What I particularly like about that option is that as normal grappling is STR-based, I can make psychic grappling CHA-based and fill that one missing slot.  Kallos, baby!  The grappled guy has to make a CHA Throw to escape, just as the wrestled guy has to make a STR Throw.

Of course, there are still some details to work out.  In physical grappling, the attacker has the option of squeezing the victim on subsequent rounds to do damage or to throw the victim.  Should mental grappling have the same options?  Although it sounds dangerously asymmetrical, my instinct is to say "no", but I'm not quite sure why.

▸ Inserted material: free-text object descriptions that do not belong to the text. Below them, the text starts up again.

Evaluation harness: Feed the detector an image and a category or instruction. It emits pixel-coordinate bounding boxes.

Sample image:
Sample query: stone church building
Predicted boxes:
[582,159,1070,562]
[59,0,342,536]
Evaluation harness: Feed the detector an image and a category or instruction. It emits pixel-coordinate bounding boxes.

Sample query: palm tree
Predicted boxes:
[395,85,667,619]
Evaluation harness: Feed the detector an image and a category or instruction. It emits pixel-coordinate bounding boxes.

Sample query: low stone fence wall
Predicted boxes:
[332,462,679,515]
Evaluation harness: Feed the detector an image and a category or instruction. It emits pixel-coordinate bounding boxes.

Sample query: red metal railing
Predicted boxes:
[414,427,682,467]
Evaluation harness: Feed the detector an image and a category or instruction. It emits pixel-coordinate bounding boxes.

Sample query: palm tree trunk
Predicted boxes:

Another thought is the applicability of the mental grapple.  This touches on a subject that has been bothering me for some while: should there be some kind of Attack Mode that works against the non-psychics?  YAG provided for that possibility (through some ridiculously complicated rules).  I decided against it fairly early on and was working from the idea that having psychic sorcery was, potentially, as much burden as benefit, because it opened you up to the possibility of psychic combat.  And I still like that idea.  

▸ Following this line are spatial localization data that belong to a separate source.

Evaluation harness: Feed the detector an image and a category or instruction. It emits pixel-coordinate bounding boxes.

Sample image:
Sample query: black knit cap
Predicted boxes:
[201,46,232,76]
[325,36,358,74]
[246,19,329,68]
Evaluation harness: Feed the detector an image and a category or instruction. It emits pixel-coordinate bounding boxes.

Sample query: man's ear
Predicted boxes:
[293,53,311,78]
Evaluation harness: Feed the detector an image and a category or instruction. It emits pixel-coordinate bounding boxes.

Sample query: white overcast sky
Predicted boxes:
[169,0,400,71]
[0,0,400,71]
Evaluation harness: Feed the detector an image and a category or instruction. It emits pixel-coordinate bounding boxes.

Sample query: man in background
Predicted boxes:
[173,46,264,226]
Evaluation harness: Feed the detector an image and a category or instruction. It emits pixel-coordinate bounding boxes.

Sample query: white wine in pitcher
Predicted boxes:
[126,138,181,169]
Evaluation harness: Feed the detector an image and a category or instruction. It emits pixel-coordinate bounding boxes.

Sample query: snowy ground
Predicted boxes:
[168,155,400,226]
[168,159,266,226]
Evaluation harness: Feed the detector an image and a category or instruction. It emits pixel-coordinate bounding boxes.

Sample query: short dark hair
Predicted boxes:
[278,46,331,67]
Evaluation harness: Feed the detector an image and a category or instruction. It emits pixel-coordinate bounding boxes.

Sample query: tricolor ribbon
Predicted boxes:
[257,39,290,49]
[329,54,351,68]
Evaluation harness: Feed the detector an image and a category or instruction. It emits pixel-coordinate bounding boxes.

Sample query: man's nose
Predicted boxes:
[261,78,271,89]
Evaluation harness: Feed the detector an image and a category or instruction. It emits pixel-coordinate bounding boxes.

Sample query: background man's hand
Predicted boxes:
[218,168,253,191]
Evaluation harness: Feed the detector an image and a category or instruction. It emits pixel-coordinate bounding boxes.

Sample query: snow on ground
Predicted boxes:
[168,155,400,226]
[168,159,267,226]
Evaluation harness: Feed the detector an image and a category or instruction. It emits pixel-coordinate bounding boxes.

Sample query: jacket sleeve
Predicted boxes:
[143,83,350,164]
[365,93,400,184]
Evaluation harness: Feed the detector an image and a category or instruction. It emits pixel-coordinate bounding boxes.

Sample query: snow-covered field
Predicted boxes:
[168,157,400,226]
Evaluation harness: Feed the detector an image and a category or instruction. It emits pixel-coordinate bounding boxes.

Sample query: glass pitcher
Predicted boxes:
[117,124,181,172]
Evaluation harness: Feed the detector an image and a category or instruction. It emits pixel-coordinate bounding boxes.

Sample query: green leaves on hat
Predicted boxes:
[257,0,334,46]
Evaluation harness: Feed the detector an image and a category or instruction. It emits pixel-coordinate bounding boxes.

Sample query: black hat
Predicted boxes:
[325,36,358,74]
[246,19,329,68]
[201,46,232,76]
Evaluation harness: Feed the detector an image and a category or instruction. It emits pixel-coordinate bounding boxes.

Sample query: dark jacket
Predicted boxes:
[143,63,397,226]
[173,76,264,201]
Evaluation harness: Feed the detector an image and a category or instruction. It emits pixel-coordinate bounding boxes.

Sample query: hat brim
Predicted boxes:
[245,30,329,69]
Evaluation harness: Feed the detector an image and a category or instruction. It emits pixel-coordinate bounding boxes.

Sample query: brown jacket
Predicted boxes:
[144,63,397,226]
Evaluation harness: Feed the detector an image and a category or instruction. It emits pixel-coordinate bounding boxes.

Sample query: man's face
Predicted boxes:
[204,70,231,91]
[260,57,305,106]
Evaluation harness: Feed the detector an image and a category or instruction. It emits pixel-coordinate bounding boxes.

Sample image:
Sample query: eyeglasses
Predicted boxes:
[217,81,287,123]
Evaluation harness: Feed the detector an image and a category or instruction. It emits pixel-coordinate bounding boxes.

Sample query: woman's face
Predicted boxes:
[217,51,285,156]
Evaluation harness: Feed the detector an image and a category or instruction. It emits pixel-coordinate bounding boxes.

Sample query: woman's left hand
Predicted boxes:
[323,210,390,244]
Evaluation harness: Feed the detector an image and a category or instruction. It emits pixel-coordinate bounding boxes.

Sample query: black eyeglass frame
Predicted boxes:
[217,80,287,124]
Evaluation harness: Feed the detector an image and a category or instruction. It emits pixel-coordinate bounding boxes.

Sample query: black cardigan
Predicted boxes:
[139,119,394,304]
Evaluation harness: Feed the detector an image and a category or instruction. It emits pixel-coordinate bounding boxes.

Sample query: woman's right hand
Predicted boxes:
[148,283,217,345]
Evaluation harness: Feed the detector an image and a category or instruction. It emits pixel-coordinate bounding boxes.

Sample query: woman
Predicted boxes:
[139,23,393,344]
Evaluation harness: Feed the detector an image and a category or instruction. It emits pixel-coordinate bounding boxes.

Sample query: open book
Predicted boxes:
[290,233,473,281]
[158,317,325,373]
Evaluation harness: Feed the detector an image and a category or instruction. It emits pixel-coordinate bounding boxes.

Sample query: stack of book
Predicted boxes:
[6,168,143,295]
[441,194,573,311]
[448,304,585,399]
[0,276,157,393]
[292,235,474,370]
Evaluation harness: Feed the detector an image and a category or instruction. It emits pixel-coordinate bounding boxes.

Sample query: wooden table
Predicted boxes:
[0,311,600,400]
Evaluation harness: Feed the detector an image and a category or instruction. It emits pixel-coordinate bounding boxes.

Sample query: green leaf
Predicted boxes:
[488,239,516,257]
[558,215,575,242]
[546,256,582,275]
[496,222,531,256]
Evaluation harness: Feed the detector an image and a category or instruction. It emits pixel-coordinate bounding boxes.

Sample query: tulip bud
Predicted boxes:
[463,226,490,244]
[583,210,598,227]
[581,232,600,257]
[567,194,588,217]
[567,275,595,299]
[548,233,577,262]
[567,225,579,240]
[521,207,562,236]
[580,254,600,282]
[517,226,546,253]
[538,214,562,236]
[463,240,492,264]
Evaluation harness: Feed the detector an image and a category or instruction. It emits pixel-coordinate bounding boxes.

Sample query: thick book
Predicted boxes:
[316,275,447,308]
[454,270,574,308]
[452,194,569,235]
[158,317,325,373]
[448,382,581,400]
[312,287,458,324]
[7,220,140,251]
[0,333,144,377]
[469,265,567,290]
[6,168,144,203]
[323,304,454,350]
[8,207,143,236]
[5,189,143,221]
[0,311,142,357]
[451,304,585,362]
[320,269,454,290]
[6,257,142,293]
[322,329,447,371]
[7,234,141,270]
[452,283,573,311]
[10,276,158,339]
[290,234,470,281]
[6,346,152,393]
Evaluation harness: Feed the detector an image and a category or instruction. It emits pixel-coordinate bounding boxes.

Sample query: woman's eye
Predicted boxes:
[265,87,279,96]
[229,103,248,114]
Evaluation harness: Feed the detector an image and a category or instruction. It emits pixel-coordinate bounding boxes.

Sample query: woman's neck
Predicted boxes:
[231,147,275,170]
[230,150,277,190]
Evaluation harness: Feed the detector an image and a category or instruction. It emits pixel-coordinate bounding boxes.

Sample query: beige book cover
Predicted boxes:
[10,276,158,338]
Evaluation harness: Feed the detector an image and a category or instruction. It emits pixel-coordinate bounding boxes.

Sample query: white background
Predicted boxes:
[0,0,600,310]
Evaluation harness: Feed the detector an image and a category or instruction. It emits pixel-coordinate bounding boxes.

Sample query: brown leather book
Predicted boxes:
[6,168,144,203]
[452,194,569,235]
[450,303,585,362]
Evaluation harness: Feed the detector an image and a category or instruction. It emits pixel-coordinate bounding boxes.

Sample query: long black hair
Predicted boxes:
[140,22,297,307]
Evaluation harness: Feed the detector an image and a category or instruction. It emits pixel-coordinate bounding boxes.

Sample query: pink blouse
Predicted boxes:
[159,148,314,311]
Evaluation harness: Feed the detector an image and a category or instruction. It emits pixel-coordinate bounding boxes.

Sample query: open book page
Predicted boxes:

But, something else that came out of play-testing brought this up again.  You will doubtless recall my struggles over Scorpion Man benefits and drawbacks.  One of the ways that I have addressed that is that I have removed psychic potential from the Akrab.  They are now the only playable species that can't have sorcery.  That was a suggestion from Drew and make so much sense I kind of had to wonder why the hell I hadn't thought of it.  The alien bug-men have different brains that the humans?  Shocker.  But, going back to the past paragraph, that isn't as much of a drawback as it might seem because it makes them invulnerable to psychic combat.

So, I'm considering making psychic grappling the one Mode that can affect anybody.  That then brings up another consideration.  The Psionics of YAG had it that every psionic would get the Empty Mind Mode.  So should Mental Grapple be the automatic first Attack Mode that all sorcerer's get?  Or do you just take your chances?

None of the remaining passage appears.